Open carlini opened 5 years ago

carlini commented 5 years ago

The PGD (and BIM) implementation in this repository is significantly less effective than as reported in prior work. In Table XIV PGD (or BIM) appears to succeed 82.4% (or 75.6%) of the time. When I run the code in the repository, I get a very similar result: 82.5% (or 74.2%).

This should be somewhat surprising given that prior work reports PGD and BIM succeeds nearly 100% of the time with the same distortion bound of 0.3. See for example Figure 4 of Madry et al. (2018), or Table IV of Carlini & Wagner (2017). Indeed, when I put a loop around my FGSM call (using the approach discussed in #3) I reach 100% attack success rate with both BIM and PGD.

I have not investigated the cause of this discrepancy further.

It is deeply concerning that now I have checked five results (FGSM/PGD/BIM/JSMA/PAT) and all of them have issues (#3 / this issue / #14 / #4). Did you cross-check the results of your attacks with any other libraries?

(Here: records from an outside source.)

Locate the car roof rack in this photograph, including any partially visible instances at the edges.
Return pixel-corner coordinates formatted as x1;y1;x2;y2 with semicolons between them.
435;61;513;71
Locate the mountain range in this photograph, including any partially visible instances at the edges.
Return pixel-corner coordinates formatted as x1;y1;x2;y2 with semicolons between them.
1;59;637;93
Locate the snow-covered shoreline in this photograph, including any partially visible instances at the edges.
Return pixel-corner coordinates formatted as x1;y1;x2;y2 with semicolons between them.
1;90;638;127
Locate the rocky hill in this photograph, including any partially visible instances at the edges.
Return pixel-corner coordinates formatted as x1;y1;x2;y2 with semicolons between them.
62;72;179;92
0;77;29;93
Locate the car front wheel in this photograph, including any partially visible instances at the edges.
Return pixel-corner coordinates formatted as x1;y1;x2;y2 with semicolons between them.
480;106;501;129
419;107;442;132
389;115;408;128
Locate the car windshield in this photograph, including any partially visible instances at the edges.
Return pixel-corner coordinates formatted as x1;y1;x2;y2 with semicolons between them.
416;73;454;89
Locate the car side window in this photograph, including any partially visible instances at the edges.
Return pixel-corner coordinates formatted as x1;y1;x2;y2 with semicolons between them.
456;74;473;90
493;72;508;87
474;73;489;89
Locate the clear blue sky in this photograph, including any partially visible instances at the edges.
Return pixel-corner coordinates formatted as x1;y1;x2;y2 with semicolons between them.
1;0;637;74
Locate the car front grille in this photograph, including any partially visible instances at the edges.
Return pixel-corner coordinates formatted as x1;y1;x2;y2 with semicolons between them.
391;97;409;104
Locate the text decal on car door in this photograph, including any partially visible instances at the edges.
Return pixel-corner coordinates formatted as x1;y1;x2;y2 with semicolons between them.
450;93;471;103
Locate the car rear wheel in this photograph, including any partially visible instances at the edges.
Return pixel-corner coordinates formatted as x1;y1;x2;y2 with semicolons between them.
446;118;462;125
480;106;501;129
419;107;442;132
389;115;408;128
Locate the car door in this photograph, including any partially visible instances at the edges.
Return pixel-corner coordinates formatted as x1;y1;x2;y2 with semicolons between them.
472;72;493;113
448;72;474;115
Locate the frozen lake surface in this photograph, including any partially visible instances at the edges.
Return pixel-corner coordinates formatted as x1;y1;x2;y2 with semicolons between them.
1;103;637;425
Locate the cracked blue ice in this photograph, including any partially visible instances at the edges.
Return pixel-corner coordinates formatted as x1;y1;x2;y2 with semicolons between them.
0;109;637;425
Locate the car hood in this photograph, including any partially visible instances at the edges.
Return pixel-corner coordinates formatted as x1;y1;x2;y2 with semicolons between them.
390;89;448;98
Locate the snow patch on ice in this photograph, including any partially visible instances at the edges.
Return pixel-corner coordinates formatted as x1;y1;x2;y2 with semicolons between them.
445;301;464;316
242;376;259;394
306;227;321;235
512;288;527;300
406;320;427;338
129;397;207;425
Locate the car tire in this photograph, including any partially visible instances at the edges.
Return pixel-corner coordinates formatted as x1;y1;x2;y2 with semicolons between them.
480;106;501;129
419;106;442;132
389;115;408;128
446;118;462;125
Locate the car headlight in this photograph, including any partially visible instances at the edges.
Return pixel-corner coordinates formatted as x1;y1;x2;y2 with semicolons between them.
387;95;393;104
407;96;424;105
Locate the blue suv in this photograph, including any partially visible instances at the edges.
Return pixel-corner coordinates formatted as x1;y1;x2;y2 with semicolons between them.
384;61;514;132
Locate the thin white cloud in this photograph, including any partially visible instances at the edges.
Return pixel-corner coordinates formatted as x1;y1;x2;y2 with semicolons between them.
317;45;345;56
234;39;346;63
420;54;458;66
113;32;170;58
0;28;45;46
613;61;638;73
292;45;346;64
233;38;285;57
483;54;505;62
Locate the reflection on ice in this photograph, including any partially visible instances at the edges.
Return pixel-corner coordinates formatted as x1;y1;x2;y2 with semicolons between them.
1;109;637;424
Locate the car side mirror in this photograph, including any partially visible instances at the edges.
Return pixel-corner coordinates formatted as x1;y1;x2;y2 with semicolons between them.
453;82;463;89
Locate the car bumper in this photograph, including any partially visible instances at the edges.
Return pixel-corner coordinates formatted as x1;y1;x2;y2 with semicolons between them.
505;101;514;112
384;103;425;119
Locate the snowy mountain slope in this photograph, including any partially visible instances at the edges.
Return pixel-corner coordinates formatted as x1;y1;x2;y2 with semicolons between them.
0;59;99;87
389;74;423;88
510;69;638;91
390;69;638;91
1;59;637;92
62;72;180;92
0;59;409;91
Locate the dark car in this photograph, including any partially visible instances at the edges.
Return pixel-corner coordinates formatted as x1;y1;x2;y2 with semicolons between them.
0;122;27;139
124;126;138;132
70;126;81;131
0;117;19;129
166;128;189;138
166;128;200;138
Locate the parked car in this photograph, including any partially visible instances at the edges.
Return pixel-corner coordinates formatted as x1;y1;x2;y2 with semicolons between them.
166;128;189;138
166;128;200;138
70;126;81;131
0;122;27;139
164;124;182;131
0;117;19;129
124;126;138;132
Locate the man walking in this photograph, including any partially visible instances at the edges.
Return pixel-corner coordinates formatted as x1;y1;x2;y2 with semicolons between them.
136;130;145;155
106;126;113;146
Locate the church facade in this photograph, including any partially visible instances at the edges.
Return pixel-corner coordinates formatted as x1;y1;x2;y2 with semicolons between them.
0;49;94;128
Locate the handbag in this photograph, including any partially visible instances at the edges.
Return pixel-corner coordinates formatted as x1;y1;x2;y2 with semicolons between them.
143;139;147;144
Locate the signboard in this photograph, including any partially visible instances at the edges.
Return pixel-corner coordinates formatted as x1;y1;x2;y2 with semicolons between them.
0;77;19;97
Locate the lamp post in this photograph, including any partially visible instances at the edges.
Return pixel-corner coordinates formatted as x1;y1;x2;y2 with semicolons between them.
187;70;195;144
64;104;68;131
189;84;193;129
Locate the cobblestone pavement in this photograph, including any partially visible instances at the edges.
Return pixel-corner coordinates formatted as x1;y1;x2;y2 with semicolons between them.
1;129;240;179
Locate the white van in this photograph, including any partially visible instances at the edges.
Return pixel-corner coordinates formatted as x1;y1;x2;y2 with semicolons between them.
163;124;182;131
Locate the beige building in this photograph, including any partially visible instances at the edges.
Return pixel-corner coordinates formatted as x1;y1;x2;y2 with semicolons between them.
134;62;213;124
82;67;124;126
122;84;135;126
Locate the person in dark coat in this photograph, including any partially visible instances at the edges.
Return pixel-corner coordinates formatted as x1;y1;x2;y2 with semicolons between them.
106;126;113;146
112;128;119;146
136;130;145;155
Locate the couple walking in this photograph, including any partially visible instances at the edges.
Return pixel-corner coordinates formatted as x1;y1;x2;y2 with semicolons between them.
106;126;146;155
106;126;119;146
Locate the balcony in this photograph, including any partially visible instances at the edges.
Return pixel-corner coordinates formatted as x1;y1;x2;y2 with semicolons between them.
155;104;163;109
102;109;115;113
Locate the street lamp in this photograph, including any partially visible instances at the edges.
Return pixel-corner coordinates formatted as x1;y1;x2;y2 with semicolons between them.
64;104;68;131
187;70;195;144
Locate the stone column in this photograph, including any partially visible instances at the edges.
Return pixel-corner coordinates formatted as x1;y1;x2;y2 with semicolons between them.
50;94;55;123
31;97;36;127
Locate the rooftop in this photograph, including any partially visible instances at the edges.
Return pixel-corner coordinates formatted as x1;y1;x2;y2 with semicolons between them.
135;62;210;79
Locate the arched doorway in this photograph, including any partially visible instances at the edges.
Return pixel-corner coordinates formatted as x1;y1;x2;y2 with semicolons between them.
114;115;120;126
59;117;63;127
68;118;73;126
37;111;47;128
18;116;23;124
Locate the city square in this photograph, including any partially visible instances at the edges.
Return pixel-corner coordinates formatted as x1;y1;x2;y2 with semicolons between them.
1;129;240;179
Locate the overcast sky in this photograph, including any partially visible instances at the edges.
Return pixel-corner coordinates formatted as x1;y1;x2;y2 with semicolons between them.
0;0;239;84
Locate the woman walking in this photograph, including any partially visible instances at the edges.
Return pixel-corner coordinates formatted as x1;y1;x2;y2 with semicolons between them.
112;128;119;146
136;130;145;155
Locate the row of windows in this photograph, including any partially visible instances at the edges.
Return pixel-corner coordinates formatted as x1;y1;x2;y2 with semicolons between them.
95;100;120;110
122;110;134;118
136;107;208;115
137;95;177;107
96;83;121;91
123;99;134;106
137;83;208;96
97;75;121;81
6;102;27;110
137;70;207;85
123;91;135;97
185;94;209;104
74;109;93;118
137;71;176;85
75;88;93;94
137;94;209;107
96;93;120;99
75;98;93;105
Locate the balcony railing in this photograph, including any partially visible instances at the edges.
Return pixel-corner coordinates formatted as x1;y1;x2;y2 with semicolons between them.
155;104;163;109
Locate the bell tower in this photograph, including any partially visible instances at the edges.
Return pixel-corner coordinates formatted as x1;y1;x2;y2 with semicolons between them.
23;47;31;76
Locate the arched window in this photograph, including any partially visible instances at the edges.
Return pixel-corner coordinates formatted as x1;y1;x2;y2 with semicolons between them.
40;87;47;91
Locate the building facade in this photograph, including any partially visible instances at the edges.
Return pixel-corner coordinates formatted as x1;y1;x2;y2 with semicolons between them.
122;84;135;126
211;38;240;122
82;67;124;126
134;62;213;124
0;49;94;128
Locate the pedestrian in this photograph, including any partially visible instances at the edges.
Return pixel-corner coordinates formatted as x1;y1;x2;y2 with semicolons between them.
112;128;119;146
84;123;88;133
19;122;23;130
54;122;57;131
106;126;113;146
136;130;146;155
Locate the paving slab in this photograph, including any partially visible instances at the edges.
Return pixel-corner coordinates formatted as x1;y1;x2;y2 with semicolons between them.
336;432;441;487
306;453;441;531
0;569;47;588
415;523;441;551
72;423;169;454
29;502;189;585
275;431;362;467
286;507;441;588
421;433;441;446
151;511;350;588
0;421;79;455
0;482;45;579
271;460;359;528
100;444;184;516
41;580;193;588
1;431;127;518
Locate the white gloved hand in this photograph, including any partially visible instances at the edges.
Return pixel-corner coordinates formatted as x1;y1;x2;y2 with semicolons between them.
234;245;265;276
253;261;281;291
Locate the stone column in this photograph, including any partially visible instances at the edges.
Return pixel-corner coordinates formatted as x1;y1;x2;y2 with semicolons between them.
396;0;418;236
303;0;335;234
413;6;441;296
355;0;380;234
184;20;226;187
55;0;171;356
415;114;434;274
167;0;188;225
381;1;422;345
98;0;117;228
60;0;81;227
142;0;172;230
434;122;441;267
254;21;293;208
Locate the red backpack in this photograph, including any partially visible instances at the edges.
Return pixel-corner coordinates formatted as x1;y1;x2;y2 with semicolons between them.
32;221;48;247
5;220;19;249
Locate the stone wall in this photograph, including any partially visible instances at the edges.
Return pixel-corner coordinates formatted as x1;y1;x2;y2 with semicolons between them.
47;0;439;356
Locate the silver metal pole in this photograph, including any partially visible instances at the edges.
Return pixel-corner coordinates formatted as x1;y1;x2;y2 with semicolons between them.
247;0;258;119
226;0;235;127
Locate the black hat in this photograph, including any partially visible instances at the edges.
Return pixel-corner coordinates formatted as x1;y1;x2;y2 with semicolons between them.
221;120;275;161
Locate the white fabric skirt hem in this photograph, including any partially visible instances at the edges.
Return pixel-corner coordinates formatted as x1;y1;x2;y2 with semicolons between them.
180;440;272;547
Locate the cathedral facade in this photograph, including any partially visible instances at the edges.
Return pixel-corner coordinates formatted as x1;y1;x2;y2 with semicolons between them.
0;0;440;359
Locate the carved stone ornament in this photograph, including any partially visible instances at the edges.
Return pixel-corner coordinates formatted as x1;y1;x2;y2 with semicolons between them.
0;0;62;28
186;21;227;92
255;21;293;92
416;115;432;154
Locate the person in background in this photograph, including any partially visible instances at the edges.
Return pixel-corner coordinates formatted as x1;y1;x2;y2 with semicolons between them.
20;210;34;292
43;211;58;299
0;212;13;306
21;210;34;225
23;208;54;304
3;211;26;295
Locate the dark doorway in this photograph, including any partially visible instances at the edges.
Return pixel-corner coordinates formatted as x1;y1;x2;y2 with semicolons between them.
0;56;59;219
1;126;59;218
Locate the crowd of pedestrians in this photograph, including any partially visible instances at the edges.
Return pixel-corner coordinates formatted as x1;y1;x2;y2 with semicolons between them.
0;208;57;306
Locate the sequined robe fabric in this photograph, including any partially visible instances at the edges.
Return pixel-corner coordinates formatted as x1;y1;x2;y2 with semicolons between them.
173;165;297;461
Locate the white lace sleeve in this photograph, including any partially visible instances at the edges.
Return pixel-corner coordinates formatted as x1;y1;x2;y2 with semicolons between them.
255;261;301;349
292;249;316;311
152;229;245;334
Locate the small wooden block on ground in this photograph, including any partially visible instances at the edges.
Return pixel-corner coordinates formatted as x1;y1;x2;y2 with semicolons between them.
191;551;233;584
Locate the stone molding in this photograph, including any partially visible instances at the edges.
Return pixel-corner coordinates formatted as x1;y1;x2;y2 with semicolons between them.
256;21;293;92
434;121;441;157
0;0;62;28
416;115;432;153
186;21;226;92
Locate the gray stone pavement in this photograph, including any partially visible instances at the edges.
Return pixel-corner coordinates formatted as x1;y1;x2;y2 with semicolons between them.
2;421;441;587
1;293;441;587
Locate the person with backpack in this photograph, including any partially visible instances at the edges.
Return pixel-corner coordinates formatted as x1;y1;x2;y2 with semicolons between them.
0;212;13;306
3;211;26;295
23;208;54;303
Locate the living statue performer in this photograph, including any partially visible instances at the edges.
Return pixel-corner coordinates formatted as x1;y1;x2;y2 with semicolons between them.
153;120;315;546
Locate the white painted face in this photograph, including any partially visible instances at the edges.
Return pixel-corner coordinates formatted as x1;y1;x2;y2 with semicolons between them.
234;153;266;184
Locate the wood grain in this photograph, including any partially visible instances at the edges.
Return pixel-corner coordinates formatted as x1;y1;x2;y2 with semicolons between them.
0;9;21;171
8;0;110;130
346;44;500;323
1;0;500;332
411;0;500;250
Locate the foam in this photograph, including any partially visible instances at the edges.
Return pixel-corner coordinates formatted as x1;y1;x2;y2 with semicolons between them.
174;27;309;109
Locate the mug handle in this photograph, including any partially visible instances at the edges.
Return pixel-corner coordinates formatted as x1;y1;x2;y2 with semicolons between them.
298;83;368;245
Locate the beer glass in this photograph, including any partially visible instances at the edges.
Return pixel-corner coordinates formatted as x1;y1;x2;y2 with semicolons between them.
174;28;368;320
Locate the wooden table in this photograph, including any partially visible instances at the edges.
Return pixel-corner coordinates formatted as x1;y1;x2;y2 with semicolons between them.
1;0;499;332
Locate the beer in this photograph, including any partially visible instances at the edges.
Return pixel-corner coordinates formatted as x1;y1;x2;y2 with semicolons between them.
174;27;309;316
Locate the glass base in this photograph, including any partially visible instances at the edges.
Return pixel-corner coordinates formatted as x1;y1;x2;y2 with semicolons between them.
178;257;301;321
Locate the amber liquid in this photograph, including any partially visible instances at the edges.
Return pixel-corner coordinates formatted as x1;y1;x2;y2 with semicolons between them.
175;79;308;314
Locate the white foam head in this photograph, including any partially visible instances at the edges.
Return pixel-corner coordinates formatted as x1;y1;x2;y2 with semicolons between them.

ryderling commented 5 years ago

Fixed in https://github.com/kleincup/DEEPSEC/commit/d4e1181e84beef8e6ef5d5d86d87df015e98fb94 in defining the model for both MNIST and CIFAR10, though it is suggested by PyTorch officially (https://github.com/pytorch/examples/blob/master/mnist/main.py).

Nothing needs to be changed in our implementation of BIM and PGD.

After retraining the model for MNIST and attacking, the misclassification rates of BIM and PGD at eps=0.3 on MNIST are both 100%.